We are able to detect and ignore frames where no reconstructions are estimated as well as individual outliers in reconstructions when the number of outliers is small relative to the number of inliers. However, there are cases where all reconstructed points and estimated camera poses are incorrect because of the extreme paucity of features in certain regions of the nasal cavity and sinuses. Currently, we rely on manual checking to ensure that 2D projections of SfM reconstructions are locked onto visual features in order to ignore erroneous reconstructions. However, in the future, we hope to develop an automatic method to detect these failures. Further, with training data from a single patient and evaluation on only two patients, it is unclear whether our method is able to generalize or is overfitting to this particular endoscope. Our current results also do not allow us to know whether or not fine-tuning the network in a patient-specific manner will improve the accuracy of reconstructions for that particular patient. In the future, we hope to acquire a larger dataset in order to investigate this further.

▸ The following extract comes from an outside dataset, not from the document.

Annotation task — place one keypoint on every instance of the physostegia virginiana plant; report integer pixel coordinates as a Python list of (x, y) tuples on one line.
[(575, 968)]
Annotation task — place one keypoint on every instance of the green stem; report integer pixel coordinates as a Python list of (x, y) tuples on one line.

Samples from our current dense reconstruction results are shown in Fig. 5 for qualitative evaluation. There are several challenges in these examples where the traditional SfS methods are likely to fail. For example, shadows appear in the lower middle region of the second sample and the upper right region of the fourth sample. There are also specular reflections from mucus in the first, third and fourth samples. With the capability of extracting local and global context information, our network recognizes these patterns and produces accurate predictions despite their presence. Figure 1 also shows a comparison between a sparse reconstruction obtained using SfM and a dense reconstruction obtained using our method.

Fig. 4.
figure 4

Mean residual errors for all testing scenes from Patients 1 and 2.

Fig. 5.
figure 5

Examples of dense photometric reconstructions from Patients 1 and 2: each column captures a different region in the nasal cavity and sinuses. The top row shows the color endoscopic images, the middle row shows the corresponding depth images where red maps to high values and blue to low values, and the bottom row shows the photo-realistic 3D reconstructions produced by our method. (Color figure online)

5 Conclusion

In this work, we present an approach for dense depth estimation in monocular endoscopy data that does not require manual annotations for training. Instead, we self-supervise training by computing sparse annotations and enforcing depth prediction consistency across multiple views using relative camera poses from multi-view stereo reconstruction methods like SfM or SLAM. Consequently, our method enables training of depth estimation networks using only endoscopic video, without the need for CT data, manual scaling, or labeling. We show that this approach can achieve submillimeter residual errors on sinus endoscopy data. Since our method can generate training data automatically and directly maps original endoscopic frames to dense depth maps with no a priori modeling of anatomy or shading, more unlabeled data and improvements in SfM- or SLAM-based methods will directly benefit our approach and enable translation to different endoscopes, patients, and anatomy. This makes our method a critical intermediate step towards accurate endoscopic surgical navigation. In the future, we hope to evaluate our method on different endoscopes, patients, and anatomy and compare with other methods. Substituting the single-frame depth estimation architecture with a multi-frame architecture is also a potential future direction to explore.